Upah Minimum Provinsi DKI Jakarta bakal mengalami penurunan. Pengadilan Tata Usaha Negara Jakarta mengabulkan gugatan para pengusaha dan memerintahkan Pemprov DKI menurunkan UMP dari Rp 4.641.854 menjadi Rp 4.573.845.
PTUN adalah pengadilan yang berwenang memeriksa perkara hukum administrasi negara. Para pengusaha menggugat Anies karena dinilai melanggar aturan mengenai penetapan UMP 2022. Dalam gugatannya, delapan organisasi serikat pekerja juga menjadi turut tergugat.
Perkara hukum penetapan UMP ini adalah puncak dari tarik-ulurnya angka upah minimum di Ibu Kota. Sejak 2021, buruh dan pengusaha tak satu pandangan


Pada Mulanya Rp 4,4 juta
Awalnya, November 2021, Gubernur DKI Jakarta Anies Baswedan menetapkan kenaikan UMP sebesar Rp 0,85 persen menjadi Rp 4.452.935. Sebelumnya, UMP DKI Jakarta 2021 adalah Rp 4.416.186.

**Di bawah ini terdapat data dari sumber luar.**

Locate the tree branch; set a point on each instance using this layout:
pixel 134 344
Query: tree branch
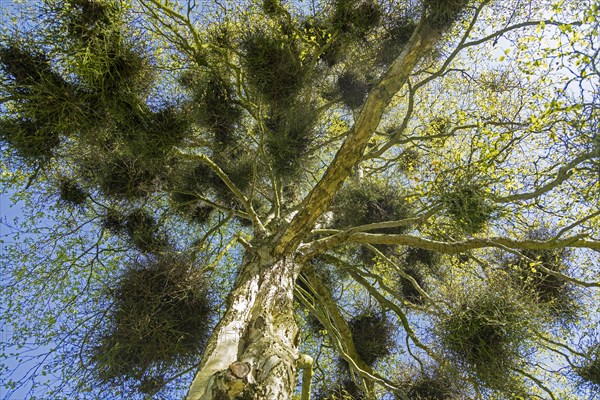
pixel 351 151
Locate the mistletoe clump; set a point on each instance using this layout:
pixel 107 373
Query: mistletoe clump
pixel 538 273
pixel 373 336
pixel 160 318
pixel 70 192
pixel 289 138
pixel 430 384
pixel 273 65
pixel 589 370
pixel 469 207
pixel 485 333
pixel 368 202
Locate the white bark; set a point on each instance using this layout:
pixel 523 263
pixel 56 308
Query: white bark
pixel 254 349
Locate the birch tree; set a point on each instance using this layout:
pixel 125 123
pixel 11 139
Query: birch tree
pixel 312 199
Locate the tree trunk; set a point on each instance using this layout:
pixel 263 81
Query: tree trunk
pixel 253 352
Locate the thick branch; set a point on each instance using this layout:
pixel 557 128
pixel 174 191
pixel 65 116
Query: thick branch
pixel 351 151
pixel 321 245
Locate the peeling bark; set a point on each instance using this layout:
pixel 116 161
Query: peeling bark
pixel 254 350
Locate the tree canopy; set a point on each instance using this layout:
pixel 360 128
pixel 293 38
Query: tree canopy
pixel 264 199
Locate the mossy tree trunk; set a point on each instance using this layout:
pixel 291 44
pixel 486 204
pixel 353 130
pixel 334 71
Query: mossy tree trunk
pixel 253 352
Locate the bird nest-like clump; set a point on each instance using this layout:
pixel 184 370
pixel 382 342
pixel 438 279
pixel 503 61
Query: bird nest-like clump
pixel 540 273
pixel 442 13
pixel 588 371
pixel 486 333
pixel 536 272
pixel 289 138
pixel 71 193
pixel 468 206
pixel 139 227
pixel 274 66
pixel 407 287
pixel 373 336
pixel 160 318
pixel 430 384
pixel 216 104
pixel 52 107
pixel 344 389
pixel 356 17
pixel 369 202
pixel 353 88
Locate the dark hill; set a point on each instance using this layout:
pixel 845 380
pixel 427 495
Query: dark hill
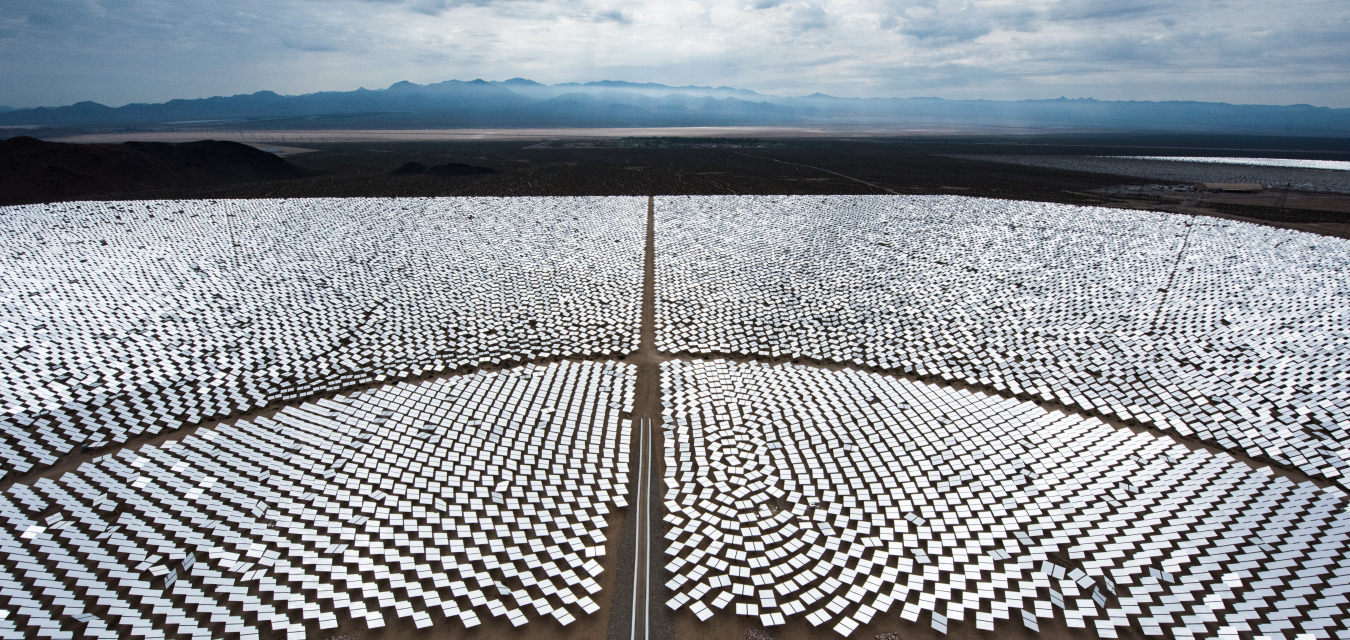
pixel 34 170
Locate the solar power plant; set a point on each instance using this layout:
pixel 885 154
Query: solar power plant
pixel 843 496
pixel 1227 332
pixel 859 416
pixel 473 497
pixel 131 317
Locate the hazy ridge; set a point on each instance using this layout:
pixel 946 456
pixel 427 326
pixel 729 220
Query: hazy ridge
pixel 523 103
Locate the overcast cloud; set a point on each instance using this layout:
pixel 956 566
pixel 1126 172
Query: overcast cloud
pixel 118 51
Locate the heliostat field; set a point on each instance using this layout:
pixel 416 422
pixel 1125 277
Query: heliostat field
pixel 844 416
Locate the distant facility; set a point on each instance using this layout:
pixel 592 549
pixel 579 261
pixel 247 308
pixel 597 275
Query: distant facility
pixel 1229 187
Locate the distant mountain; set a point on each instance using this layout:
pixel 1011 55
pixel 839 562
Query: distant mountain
pixel 524 103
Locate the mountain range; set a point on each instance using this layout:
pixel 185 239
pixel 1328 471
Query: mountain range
pixel 524 103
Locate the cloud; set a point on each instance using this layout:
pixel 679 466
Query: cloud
pixel 116 51
pixel 613 15
pixel 810 16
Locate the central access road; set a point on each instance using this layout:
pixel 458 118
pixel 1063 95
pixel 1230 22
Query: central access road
pixel 641 613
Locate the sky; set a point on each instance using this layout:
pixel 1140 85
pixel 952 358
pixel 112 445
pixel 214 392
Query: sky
pixel 119 51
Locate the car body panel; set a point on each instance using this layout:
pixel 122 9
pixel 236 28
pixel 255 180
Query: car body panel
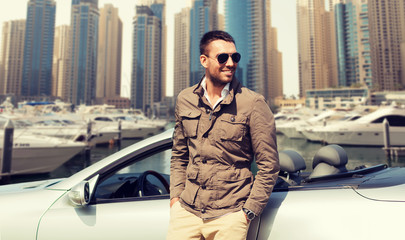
pixel 21 212
pixel 330 214
pixel 361 204
pixel 116 220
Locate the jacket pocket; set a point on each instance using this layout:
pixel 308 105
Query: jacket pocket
pixel 233 187
pixel 189 121
pixel 233 128
pixel 190 191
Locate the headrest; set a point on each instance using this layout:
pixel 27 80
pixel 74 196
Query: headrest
pixel 291 161
pixel 333 155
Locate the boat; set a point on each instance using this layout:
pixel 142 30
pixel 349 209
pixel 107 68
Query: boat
pixel 293 129
pixel 37 154
pixel 367 130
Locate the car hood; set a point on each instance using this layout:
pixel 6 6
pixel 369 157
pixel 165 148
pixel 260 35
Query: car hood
pixel 28 186
pixel 387 185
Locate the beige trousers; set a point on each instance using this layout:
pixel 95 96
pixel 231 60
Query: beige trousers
pixel 185 225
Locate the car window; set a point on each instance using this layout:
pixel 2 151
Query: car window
pixel 144 178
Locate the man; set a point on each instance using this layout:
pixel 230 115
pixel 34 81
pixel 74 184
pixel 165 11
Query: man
pixel 220 128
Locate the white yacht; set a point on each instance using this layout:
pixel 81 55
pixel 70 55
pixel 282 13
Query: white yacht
pixel 293 129
pixel 129 129
pixel 367 130
pixel 34 154
pixel 315 134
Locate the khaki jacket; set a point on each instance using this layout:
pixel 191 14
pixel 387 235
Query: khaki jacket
pixel 213 150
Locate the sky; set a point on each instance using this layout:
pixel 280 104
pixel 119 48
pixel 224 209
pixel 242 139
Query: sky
pixel 283 14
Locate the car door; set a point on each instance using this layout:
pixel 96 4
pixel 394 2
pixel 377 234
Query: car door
pixel 120 207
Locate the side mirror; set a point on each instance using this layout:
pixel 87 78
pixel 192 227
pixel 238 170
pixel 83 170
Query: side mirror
pixel 80 194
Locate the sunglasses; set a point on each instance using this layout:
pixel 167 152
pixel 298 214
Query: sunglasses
pixel 223 57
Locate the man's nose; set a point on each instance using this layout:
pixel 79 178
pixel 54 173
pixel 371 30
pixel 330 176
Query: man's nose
pixel 230 62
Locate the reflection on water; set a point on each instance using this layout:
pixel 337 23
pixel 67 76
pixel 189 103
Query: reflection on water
pixel 358 156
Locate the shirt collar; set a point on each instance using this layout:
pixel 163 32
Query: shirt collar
pixel 224 93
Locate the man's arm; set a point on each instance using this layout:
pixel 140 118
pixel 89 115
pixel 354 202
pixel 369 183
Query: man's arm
pixel 264 145
pixel 179 160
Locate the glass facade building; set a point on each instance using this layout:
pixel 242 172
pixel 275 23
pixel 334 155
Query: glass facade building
pixel 146 84
pixel 38 48
pixel 352 43
pixel 203 18
pixel 82 70
pixel 236 24
pixel 248 22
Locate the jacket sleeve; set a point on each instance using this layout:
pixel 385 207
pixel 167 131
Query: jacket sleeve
pixel 264 145
pixel 179 159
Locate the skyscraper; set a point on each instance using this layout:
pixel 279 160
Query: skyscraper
pixel 11 58
pixel 60 61
pixel 315 55
pixel 203 18
pixel 38 48
pixel 109 53
pixel 82 70
pixel 181 73
pixel 146 84
pixel 159 9
pixel 387 27
pixel 249 22
pixel 236 24
pixel 352 42
pixel 275 67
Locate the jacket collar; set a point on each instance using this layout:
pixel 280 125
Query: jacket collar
pixel 233 89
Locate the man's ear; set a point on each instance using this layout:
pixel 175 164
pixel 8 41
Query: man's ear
pixel 204 61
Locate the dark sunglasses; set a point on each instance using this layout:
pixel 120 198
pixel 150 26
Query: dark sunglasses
pixel 223 57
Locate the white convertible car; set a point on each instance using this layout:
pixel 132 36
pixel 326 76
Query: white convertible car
pixel 125 196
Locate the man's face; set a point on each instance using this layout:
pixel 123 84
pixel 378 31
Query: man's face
pixel 219 74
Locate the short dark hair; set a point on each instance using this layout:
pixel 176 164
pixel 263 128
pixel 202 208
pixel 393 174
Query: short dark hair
pixel 208 37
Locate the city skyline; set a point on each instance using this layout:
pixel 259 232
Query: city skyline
pixel 287 35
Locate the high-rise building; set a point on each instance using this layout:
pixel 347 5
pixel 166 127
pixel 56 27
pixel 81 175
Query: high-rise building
pixel 236 24
pixel 315 46
pixel 387 41
pixel 82 70
pixel 203 18
pixel 146 84
pixel 38 48
pixel 60 61
pixel 181 72
pixel 274 61
pixel 159 9
pixel 352 42
pixel 109 53
pixel 275 67
pixel 248 21
pixel 11 58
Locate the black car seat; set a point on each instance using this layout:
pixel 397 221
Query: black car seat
pixel 291 165
pixel 330 159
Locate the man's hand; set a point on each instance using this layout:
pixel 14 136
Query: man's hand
pixel 173 201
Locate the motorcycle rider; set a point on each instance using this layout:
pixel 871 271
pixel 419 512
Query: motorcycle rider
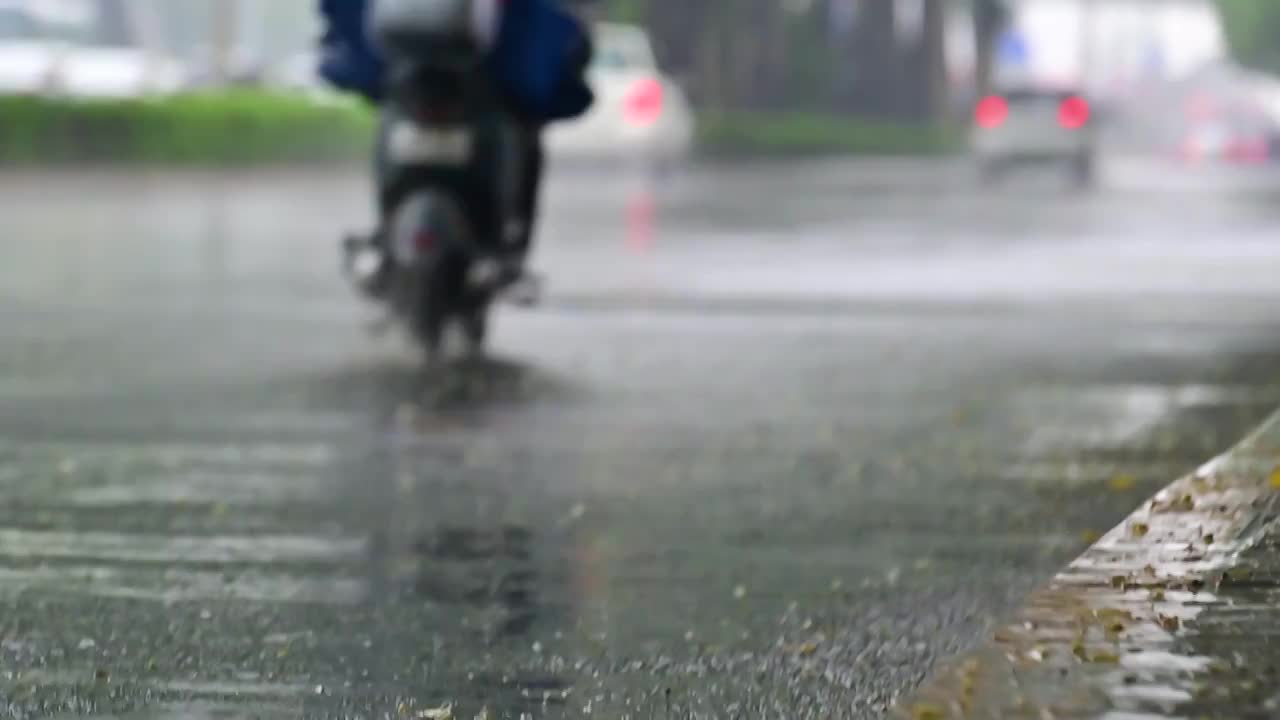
pixel 538 54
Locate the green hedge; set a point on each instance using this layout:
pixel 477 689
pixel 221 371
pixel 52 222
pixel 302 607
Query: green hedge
pixel 232 128
pixel 798 133
pixel 245 128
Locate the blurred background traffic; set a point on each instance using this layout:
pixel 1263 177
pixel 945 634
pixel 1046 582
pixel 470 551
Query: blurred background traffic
pixel 1187 80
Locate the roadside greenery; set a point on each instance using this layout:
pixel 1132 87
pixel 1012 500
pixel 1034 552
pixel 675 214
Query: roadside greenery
pixel 255 128
pixel 809 133
pixel 1253 30
pixel 228 128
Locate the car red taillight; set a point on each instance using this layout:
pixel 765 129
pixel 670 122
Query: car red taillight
pixel 644 101
pixel 991 112
pixel 1073 113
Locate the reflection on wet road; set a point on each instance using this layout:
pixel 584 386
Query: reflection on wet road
pixel 775 445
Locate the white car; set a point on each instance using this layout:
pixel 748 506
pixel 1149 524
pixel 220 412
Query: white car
pixel 1033 126
pixel 42 57
pixel 639 113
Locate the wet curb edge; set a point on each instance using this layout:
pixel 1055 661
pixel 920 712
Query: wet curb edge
pixel 1101 639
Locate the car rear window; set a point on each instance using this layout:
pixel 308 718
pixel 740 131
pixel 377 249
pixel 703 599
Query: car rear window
pixel 622 50
pixel 1036 95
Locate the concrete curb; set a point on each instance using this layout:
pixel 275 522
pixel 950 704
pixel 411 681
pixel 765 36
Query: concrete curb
pixel 1121 632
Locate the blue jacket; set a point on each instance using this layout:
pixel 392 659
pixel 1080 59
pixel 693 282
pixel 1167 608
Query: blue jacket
pixel 539 57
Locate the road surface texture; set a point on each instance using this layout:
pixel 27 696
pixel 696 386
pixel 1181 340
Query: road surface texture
pixel 780 440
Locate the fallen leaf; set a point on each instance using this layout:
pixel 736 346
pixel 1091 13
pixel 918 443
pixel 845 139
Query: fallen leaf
pixel 444 712
pixel 928 712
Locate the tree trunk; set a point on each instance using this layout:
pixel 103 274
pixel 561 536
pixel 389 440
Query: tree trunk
pixel 988 21
pixel 935 60
pixel 878 64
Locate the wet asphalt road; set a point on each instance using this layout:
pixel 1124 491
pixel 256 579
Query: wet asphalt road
pixel 777 441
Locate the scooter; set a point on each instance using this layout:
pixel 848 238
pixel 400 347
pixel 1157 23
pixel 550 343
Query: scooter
pixel 448 171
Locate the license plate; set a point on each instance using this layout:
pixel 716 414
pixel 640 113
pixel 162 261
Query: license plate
pixel 410 142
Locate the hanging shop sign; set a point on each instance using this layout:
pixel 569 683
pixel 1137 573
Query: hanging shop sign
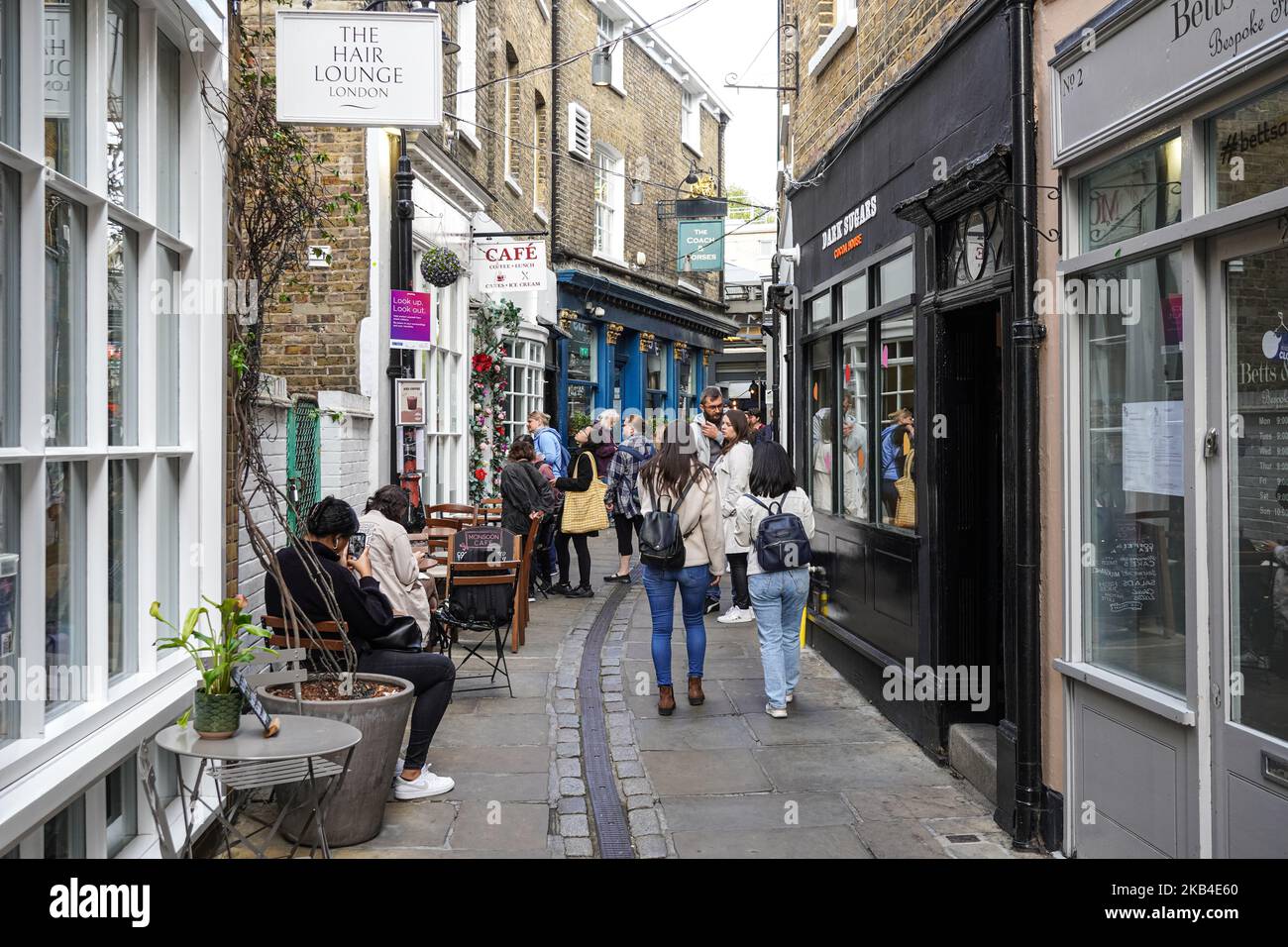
pixel 410 320
pixel 411 402
pixel 59 68
pixel 1102 89
pixel 360 68
pixel 700 244
pixel 509 265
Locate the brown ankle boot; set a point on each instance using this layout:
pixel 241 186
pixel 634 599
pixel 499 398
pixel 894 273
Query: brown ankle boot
pixel 665 699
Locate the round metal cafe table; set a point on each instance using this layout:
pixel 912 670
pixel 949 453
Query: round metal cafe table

Anies mendasari keputusan itu pada aturan Undang-Undang Nomor 11 Tahun 2020 tentang Cipta Kerja dan Peraturan Pemerintah Nomor 36 Tahun 2021 tentang Pengupahan yang berlaku bagi pekerja/buruh dengan masa kerja kurang dari 1 tahun.
Diprotes Ribuan Buruh
Namun, keputusan itu menimbulkan reaksi di kalangan buruh. Para buruh keberatan karena kenaikan UMP Ibu Kota hanya sebesar 0,85 persen dari tahun sebelumnya, atau setara dengan Rp 37 ribu . Puncaknya, ribuan buruh pun menggelar demonstrasi dan mendesak Anies merevisi kebijakan tersebut pada 25 November 2021
Saat itu, menggunakan pengeras suara, perwakilan buruh Said Iqbal mendesak Anies mengubah keputusan tersebut dan meminta kenaikan UMP sebesar empat sampai lima persen.
Anies menyerap protes para buruh sambil mengkaji ulang kebijakannya. Hingga akhirnya, Anies memandang kenaikan UMP sebesar 0,85 persen itu tidak masuk akal.
Anies Merevisi Keputusannya
Pada Desember 2021, Anies akhirnya merevisi kebijakan itu. Anies mengubah penetapan kenaikan UMP dari yang semula 0,85 persen menjadi 5,1 persen atau Rp 4.641.854. Angka ini efektif di Jakarta pada 1 Januari 2022.
Perubahan kebijakan itu didasari pada peningkatan kebutuhan hidup buruh yang terlihat dari inflasi di DKI dengan rata-rata 1,08 persen, dan pertumbuhan ekonomi nasional 2021 sebesar 3,51 persen. Dari variabel itu, Anies pun memberanikan diri membuat keputusan kenaikan UMP 2022 sebesar 5,1 persen.
"Tahun ini ekonomi sudah bergerak, masa kita masih mengatakan 0,8 persen itu sebagai angka yang pas. Ini akal sehat aja nih, kan, common sense,"
Buruh Girang, Pengusaha Meradang
Keputusan Anies itu membuat buruh girang, tetapi membuat para mengusaha meradang. Asosiasi Pengusaha Indonesia menganggap keputusan itu berdampak buruk pada iklim dunia usaha di Jakarta.
Ketua Umum APINDO Hariyadi Sukamdani memandang, Anies telah menetapkan UMP secara sepihak selaligus melanggar aturan tentang pengupahan. Kebijakan Anies itu tidak mengacu pada tata cara pehitungan UMP dan aturan mengenai waktu penetapan UMP, yakni selambat-lambatnya pada 21 November 2021.
Hariyadi pun menyatakan, APINDO akan membawa perkara ini ke Pengadilan Tata Usaha Negara. Kebijakan Anies dinilai tidak mematuhi aturan tata usaha negara yang baik dan benar.
Berakhir Kalah di Pengadilan
Benar saja, para pengusaha langsung mengajukan gugatan sengketa tata usaha negara ke PTUN Jakarta pada pekan kedua Januari 2022. Pemerintah Provinsi DKI dan sejumlah serikat buruh menjadi tergugatnya.
Hingga akhirnya, 12 Juli 2022, Majelis Hakim PTUN membuat keputusan mengabulkan seluruh permohonan pengusaha. UMP DKI yang semula Rp 4.641.854 pun harus turun menjadi Rp 4.573.845.